How's it going so far?

Sunday, July 31, 2011

The Interquartile Range and Outliers

In the previous post, I introduced percentiles and quartiles and said that the Interquartile Range (IQR) is found by subtracting Q3 (the third quartile) minus Q1 (the first quartile). The IQR is significant because it tells us where the middle 50% of the numbers in the data set lie. This is especially helpful to know if there are extreme values at the low and/or high end of the data set.

Take the very short data set 40, 80, 86. 88, 90. Notice that the 40 is extremely far away from the other numbers; it is considered an  extreme value. It would make the average (mean) unreasonably small with respect to the majority of the other numbers. We call 40 in this set an outlier. Outliers can occur by coincidence but just as often there is some reason behind them. Statisticians should at least try to see if there's an explanation when they run into an outlier. Then they can analyze the data set with that in mind. Sometimes it's good to do two analyses: one with the outlier, and one without it.

How do we tell if a number is extreme enough to be an outlier? Well, believe it or not, there is a mathematical way and it's pretty straightforward. To test for outliers, we need to know what the 1st and 3rd quartiles are, so we can compute the IQR. Here are the steps:
  1. Find the IQR.
  2. Multiply the IQR by 1.5.
  3. Add the resulting number to Q3 to get an upper boundary for outliers.
  4. Subtract the same resulting number (from #2) from Q1 to get a lower boundary for outliers.
  5. If a number in the data set lies beyond either boundary, it is considered an outlier.
In the example above (40, 80, 86, 88, 100), Q1 is 80 and Q3 is 88. Going through the steps...

  1. Q3 - Q1 = 88 - 80 = 8 (The IQR)
  2. IQR * 1.5 = 8 * 1.5 = 12
  3. Q3 + 12 = 88 + 12 = 100. This is the upper boundary for outliers.

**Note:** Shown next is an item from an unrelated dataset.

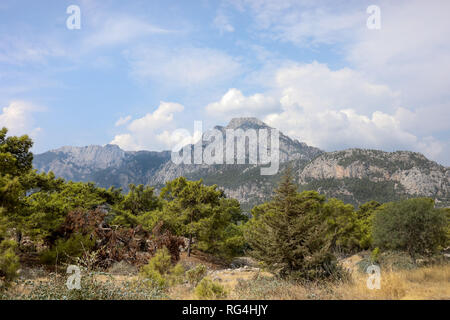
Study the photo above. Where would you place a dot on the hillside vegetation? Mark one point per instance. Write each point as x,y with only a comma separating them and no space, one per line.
183,241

Since our maximum is right at 100, we have no high outliers.
  4. Q1 - 12 = 80 - 12 = 68. This is the lower boundary for outliers. Since our minimum number, 40, is less than 68, our data set has one low outlier: 40.
Note that there can be any number of outliers: one on each side, two high ones and no low ones, and so forth. If there are outliers, we note them as such, try to explain them if possible, and restate and minimum and maximum at the boundaries we found.

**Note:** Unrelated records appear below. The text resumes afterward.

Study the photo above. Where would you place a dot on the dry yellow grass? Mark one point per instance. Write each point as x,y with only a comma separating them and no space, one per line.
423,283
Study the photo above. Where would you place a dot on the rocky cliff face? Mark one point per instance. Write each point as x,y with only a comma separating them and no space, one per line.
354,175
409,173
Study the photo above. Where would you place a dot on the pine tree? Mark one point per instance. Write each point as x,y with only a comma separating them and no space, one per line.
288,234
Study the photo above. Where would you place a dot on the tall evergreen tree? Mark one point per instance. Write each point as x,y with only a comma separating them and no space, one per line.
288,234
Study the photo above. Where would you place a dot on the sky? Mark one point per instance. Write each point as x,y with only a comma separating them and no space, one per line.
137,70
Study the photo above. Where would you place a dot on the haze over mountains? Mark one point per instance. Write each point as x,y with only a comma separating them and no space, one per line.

Moral of the Story: How do we try to explain outliers? The best way is to examine the data: where it came from, what it represents, and where and how it was collected, In other words, look at the context. An outlier could turn out to be a simple mis-keying error, or might indicate something more serious. Don't make something up! But do have a look to see if there's something obvious going on.

Saturday, July 30, 2011

Connection or Causation?

I was reading an article the other day about a possible connection between mental illness and nose jobs, and thought, "Aha! A perfect possible example of crazy statistics!" But I was not only disappointed on that count, but also pleasantly surprised that the article showed valid statistical practices. What I can focus on in this post are two things:
  1. What valid statistical practices were used?
  2. How to avoid common pitfalls when reading an article that involves statistics.
First, you might want to quickly read the article:
Go ahead; I'll wait.

There are enough bad statistical articles out there, which I'm sure I'll happen upon and grab for another post, but as I said, this article is not one of them. First, the author was careful to qualify the difference between people who have valid medical reasons to seek plastic surgery on their noses and those who appear to be negatively obsessed with a perfectly normal-looking (from a plastic surgeon's standpoint) nose. The author was careful to separate the two.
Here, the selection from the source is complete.